Mohamed H. Elhareef, Zeyun Wu
Nuclear Science and Engineering | Volume 197 | Number 4 | April 2023 | Pages 601-622
Technical Paper | doi.org/10.1080/00295639.2022.2123211
Articles are hosted by Taylor and Francis Online.
In this paper, the physics-informed neural network (PINN) method is investigated and applied to nuclear reactor physics calculations with neutron diffusion models. The reactor problems were introduced with both fixed-source and eigenvalue modes. For the fixed-source problem, the loosely coupled reactor model was solved with the forward PINN approach, and then, the model was used to optimize the neural network hyperparameters. For the k-eigenvalue problem, which is unique for reactor calculations, the forward PINN approach was modified to expand the capability of solving for both the fundamental eigenvalue and the associated eigenfunction. This was achieved by using a free learnable parameter to approximate the eigenvalue and a novel regularization technique to exclude null solutions from the PINN framework.
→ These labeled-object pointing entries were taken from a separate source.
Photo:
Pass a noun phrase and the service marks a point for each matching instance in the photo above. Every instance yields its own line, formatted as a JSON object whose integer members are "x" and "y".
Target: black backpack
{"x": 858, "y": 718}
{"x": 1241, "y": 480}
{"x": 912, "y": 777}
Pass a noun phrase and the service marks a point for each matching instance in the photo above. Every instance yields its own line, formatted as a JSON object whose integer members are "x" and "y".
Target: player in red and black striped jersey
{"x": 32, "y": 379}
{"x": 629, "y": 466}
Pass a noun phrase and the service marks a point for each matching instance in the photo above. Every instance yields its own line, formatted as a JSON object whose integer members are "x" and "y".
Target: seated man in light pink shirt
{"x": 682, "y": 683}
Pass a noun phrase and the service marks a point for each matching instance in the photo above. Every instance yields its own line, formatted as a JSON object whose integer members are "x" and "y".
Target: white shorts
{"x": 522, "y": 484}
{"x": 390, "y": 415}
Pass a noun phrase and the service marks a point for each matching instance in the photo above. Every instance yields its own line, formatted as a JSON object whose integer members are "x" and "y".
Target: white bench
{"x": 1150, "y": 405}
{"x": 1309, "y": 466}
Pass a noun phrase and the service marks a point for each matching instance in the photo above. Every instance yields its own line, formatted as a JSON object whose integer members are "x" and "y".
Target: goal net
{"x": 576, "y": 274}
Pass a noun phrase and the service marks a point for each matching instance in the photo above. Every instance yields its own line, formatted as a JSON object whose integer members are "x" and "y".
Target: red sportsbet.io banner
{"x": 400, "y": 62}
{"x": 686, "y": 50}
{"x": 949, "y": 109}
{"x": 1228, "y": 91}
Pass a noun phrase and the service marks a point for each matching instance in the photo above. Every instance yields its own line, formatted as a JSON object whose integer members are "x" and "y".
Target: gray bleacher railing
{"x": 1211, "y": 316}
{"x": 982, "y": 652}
Both single-energy-group and multiple-energy-group diffusion models were examined in the work to demonstrate the PINN capabilities of solving systems of coupled partial differential equations in reactor problems. A series of numerical examples was tested to demonstrate the viability of the PINN approach. The PINN solution was compared against the finite element method solution for the neutron flux and the power iteration solution for the k-eigenvalue. The error in the predicted flux ranged from 0.63% for simple fixed-source problems up to about 15% for the two-group k-eigenvalue problem. The deviations in the predicted k-eigenvalues from the power iteration solver ranged from 0.13% to 0.92%. These generally acceptable results preliminarily justified the feasibility of PINN applications in reactor problems. The advantageous application potentials as well as the observable computational deficits of the PINN approaches are discussed along with the pilot study.